You must not choose it when the parties are full of fight, when they are confident they are going to win, when they are confident, not merely in the justice of their case, but in the invincibility of their counsel. Who can stand against it? That is not the time to settle. You have got to wait until difficulties have cropped up which they had never foreseen, when doubt begins to enter their minds as to the completeness of their victory, when the costs are mounting up, and the only smile is on the face of the solicitor, when they are tired out by pleadings and counter-pleadings and all the delays and wearing mechanism of the law. That is the time.
But if you propose too soon, it means not merely that you fail then, but that you interpose obstacles in the way of settling at the right time."
- David Lloyd George, the then Prime Minister, in the House of Commons on 14 December 1921.

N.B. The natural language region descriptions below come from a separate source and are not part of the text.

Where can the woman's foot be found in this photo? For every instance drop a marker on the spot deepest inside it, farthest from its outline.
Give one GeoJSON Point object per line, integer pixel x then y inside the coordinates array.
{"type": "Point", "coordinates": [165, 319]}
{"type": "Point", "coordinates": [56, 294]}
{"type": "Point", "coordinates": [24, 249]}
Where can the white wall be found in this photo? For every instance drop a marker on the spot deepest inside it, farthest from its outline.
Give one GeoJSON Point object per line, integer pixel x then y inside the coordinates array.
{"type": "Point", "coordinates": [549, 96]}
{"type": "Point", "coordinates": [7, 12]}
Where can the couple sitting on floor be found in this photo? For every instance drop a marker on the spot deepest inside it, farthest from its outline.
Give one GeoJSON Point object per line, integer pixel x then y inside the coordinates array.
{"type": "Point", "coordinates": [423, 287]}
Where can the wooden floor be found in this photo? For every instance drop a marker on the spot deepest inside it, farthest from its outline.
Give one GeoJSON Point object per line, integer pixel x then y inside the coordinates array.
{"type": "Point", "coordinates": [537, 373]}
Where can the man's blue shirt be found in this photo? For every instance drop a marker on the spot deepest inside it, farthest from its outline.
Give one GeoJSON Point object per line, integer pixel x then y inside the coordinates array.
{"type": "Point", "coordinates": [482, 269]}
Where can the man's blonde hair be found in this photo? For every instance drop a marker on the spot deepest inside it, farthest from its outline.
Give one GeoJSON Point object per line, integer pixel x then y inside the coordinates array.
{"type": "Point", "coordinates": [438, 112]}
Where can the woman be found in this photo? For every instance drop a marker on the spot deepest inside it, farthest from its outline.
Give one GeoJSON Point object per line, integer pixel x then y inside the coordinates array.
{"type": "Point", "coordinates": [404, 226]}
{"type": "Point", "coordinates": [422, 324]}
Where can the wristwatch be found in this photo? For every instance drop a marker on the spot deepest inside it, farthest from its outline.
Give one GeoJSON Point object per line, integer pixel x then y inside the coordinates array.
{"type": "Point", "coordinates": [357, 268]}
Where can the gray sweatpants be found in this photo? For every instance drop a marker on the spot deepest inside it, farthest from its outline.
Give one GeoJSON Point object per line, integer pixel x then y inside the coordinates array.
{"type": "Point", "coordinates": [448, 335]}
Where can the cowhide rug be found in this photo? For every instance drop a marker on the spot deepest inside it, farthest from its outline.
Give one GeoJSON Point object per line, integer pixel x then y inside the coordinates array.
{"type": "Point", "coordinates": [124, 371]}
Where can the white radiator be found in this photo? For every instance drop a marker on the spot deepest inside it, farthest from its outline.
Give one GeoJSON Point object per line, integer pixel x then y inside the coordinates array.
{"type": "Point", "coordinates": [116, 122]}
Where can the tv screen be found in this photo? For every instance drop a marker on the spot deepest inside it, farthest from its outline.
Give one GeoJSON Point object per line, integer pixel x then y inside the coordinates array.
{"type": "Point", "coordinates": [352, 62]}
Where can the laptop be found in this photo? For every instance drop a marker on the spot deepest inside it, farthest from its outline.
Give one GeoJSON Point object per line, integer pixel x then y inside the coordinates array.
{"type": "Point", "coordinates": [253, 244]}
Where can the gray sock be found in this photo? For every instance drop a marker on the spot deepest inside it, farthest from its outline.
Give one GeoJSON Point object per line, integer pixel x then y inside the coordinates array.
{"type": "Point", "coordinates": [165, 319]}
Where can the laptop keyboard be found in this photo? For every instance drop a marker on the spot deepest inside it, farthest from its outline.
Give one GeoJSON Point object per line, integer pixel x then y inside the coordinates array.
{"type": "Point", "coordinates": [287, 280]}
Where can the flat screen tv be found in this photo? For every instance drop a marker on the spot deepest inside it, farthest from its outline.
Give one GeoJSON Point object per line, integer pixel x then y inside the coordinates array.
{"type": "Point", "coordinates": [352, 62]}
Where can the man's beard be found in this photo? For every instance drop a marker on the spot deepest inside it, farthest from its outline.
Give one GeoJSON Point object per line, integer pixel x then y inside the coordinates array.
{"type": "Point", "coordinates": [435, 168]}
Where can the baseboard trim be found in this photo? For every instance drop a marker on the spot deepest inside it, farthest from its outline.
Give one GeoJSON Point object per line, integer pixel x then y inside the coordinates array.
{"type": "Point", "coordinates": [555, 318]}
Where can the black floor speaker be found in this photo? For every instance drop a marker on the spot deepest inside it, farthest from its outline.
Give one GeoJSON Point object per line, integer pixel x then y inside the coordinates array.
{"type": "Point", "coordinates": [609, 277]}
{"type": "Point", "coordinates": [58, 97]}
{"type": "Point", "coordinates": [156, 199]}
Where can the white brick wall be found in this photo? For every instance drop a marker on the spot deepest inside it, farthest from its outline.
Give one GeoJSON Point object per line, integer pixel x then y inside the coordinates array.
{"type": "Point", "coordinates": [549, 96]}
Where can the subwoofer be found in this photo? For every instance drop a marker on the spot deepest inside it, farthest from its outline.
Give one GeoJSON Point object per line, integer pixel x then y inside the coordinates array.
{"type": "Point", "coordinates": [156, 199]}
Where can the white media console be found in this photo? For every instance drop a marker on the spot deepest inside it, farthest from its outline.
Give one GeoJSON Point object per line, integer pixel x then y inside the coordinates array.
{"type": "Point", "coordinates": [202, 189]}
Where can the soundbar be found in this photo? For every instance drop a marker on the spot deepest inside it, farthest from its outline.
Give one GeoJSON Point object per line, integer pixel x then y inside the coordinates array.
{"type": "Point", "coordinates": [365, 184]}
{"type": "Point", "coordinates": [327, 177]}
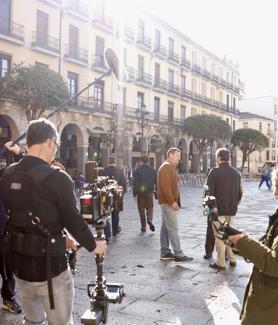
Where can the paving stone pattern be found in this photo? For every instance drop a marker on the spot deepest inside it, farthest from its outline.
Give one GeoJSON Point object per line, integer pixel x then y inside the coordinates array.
{"type": "Point", "coordinates": [162, 292]}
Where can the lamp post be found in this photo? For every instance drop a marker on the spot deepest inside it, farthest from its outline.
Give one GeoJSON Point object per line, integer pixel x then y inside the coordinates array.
{"type": "Point", "coordinates": [141, 115]}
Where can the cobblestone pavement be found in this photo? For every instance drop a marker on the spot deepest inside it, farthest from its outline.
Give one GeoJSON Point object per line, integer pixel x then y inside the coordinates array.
{"type": "Point", "coordinates": [162, 292]}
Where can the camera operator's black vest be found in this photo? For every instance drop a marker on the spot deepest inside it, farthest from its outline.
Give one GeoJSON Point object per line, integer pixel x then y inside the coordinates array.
{"type": "Point", "coordinates": [30, 216]}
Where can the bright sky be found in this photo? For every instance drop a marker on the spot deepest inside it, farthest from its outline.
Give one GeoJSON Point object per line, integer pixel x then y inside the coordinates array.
{"type": "Point", "coordinates": [243, 30]}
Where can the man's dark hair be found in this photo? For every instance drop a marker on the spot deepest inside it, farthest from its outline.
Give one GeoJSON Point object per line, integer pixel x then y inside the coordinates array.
{"type": "Point", "coordinates": [172, 150]}
{"type": "Point", "coordinates": [223, 154]}
{"type": "Point", "coordinates": [39, 131]}
{"type": "Point", "coordinates": [145, 159]}
{"type": "Point", "coordinates": [111, 160]}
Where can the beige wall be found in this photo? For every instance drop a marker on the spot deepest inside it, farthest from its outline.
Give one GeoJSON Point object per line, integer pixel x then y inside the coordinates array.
{"type": "Point", "coordinates": [257, 159]}
{"type": "Point", "coordinates": [25, 13]}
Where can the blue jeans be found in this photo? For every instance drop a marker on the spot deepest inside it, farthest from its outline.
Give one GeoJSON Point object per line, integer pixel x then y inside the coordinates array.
{"type": "Point", "coordinates": [8, 283]}
{"type": "Point", "coordinates": [169, 231]}
{"type": "Point", "coordinates": [115, 225]}
{"type": "Point", "coordinates": [35, 300]}
{"type": "Point", "coordinates": [265, 179]}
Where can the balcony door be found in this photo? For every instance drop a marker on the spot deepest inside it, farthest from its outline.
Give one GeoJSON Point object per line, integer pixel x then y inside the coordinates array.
{"type": "Point", "coordinates": [5, 16]}
{"type": "Point", "coordinates": [156, 74]}
{"type": "Point", "coordinates": [141, 65]}
{"type": "Point", "coordinates": [42, 27]}
{"type": "Point", "coordinates": [73, 41]}
{"type": "Point", "coordinates": [170, 112]}
{"type": "Point", "coordinates": [99, 51]}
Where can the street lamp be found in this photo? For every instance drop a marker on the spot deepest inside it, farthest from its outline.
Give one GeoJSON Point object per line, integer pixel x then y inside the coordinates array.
{"type": "Point", "coordinates": [141, 115]}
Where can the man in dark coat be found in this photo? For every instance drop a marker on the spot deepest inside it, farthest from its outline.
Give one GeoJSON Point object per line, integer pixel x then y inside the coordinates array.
{"type": "Point", "coordinates": [144, 186]}
{"type": "Point", "coordinates": [224, 182]}
{"type": "Point", "coordinates": [113, 172]}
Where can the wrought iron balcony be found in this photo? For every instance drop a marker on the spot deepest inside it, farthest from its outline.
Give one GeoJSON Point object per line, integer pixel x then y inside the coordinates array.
{"type": "Point", "coordinates": [236, 89]}
{"type": "Point", "coordinates": [92, 105]}
{"type": "Point", "coordinates": [173, 90]}
{"type": "Point", "coordinates": [46, 44]}
{"type": "Point", "coordinates": [130, 73]}
{"type": "Point", "coordinates": [159, 85]}
{"type": "Point", "coordinates": [129, 34]}
{"type": "Point", "coordinates": [185, 64]}
{"type": "Point", "coordinates": [77, 8]}
{"type": "Point", "coordinates": [144, 42]}
{"type": "Point", "coordinates": [206, 74]}
{"type": "Point", "coordinates": [186, 94]}
{"type": "Point", "coordinates": [55, 3]}
{"type": "Point", "coordinates": [214, 78]}
{"type": "Point", "coordinates": [197, 97]}
{"type": "Point", "coordinates": [143, 79]}
{"type": "Point", "coordinates": [76, 55]}
{"type": "Point", "coordinates": [229, 85]}
{"type": "Point", "coordinates": [173, 58]}
{"type": "Point", "coordinates": [222, 82]}
{"type": "Point", "coordinates": [98, 63]}
{"type": "Point", "coordinates": [196, 68]}
{"type": "Point", "coordinates": [102, 22]}
{"type": "Point", "coordinates": [12, 31]}
{"type": "Point", "coordinates": [160, 51]}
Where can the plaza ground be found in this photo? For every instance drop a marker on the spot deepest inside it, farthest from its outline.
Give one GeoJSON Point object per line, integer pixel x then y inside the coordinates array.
{"type": "Point", "coordinates": [162, 292]}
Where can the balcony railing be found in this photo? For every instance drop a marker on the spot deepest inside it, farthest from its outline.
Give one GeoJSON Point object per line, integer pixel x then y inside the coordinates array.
{"type": "Point", "coordinates": [103, 22]}
{"type": "Point", "coordinates": [159, 85]}
{"type": "Point", "coordinates": [47, 43]}
{"type": "Point", "coordinates": [222, 82]}
{"type": "Point", "coordinates": [77, 8]}
{"type": "Point", "coordinates": [55, 3]}
{"type": "Point", "coordinates": [130, 73]}
{"type": "Point", "coordinates": [144, 41]}
{"type": "Point", "coordinates": [236, 89]}
{"type": "Point", "coordinates": [143, 78]}
{"type": "Point", "coordinates": [160, 50]}
{"type": "Point", "coordinates": [173, 58]}
{"type": "Point", "coordinates": [12, 30]}
{"type": "Point", "coordinates": [98, 63]}
{"type": "Point", "coordinates": [129, 34]}
{"type": "Point", "coordinates": [186, 94]}
{"type": "Point", "coordinates": [214, 78]}
{"type": "Point", "coordinates": [184, 63]}
{"type": "Point", "coordinates": [76, 55]}
{"type": "Point", "coordinates": [206, 73]}
{"type": "Point", "coordinates": [196, 68]}
{"type": "Point", "coordinates": [229, 85]}
{"type": "Point", "coordinates": [173, 89]}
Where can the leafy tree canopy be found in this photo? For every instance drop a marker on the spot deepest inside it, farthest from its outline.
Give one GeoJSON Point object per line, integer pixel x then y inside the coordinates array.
{"type": "Point", "coordinates": [249, 140]}
{"type": "Point", "coordinates": [205, 129]}
{"type": "Point", "coordinates": [37, 88]}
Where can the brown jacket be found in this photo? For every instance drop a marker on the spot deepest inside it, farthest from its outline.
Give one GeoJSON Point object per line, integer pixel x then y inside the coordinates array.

In other words, you have to know when the enemy is defeated in order to impose conditions for a peace process.
That's why Frankie Quinn, senior member of the PIRA's East Tyrone brigade, said the following:
"We were saying the armed struggle’s failed, it can’t win. The jails are filling up, people are dying left, right and centre and the British are getting the better hand on us.
Obviously we knew in our hearts that we were deeply, deeply infiltrated at a very high level.
The armed struggle had to stop. We’d dump weapons, call the ceasefire, and then go into talks."
That's a sincere acknowledgement of defeat from a senior member of PIRA.
Another member of PIRA, Kieran Conway agreed with this and said the following:
"The attrition rate was just so appalling.
The SAS, the British intelligence services were obviously in a position to intercept most operations.
It was absolutely clear that we were losing if we hadn’t already lost the war and that it was time to cash in the chips.”
PIRA member John Crawley, an ex-US Marine before joining PIRA, asserted:
"It was a defeat for the Republican Movement, a complete military and ideological defeat across the board that opened up career paths for certain members of the leadership, but left us ideologically destroyed."
Crawley also described the British as "masters at counter-insurgency".
For PSF/PIRA anything less than total and outright victory is defeat.
To go back to David Lloyd George's 1921 statement above again, what the British Government did with the IRA in 1920 and 1998 can be summed up by Sun Tzu below:
"A surrounded army must be given a way out. The ancient rule of the charioteers says, “Surround them on three sides, leaving one side open, to show them a way to life. Show them a way to life so that they will not be in the mood to fight to the death…”
An enemy that knows it is defeated in all but name is given a way out to save face and spare further bloodshed.
And ONLY an enemy that knows it is defeated in all but name WILL take the conditions given by the dominant power.
That is the position the IRA found itself in 1998. It was defeated and so accepted the conditions of the British Government which had been resolute for most of the 20th Century.
PIRA achieved NONE of their long held key core demands in the Belfast Agreement. The British Government, on the other hand, achieved their key core goals.
The UK Government did give PSF/PIRA a face saving way out. This has been called the propaganda of the peace.
I might as well introduce some of you to the SDLP's late Seamus Mallon's observation that the Belfast Agreement of 1998 was : "Sunningdale for slow learners."
Mallon meant the terrorists who completely rejected power sharing, principle of consent and UK Government presence in Northern Ireland were slow to realise they were very much in the wrong.
So, you have to defeat them or close to it to achieve a settlement.
Defeat is what happened to PIRA and led to the Belfast Agreement which meant the Provos went back on everything they claimed to be fighting for.
So much so Bobby Sands' family remain furious to this day Provisional Sinn Féin use his name and likeness to push a shaky narrative to their faithful.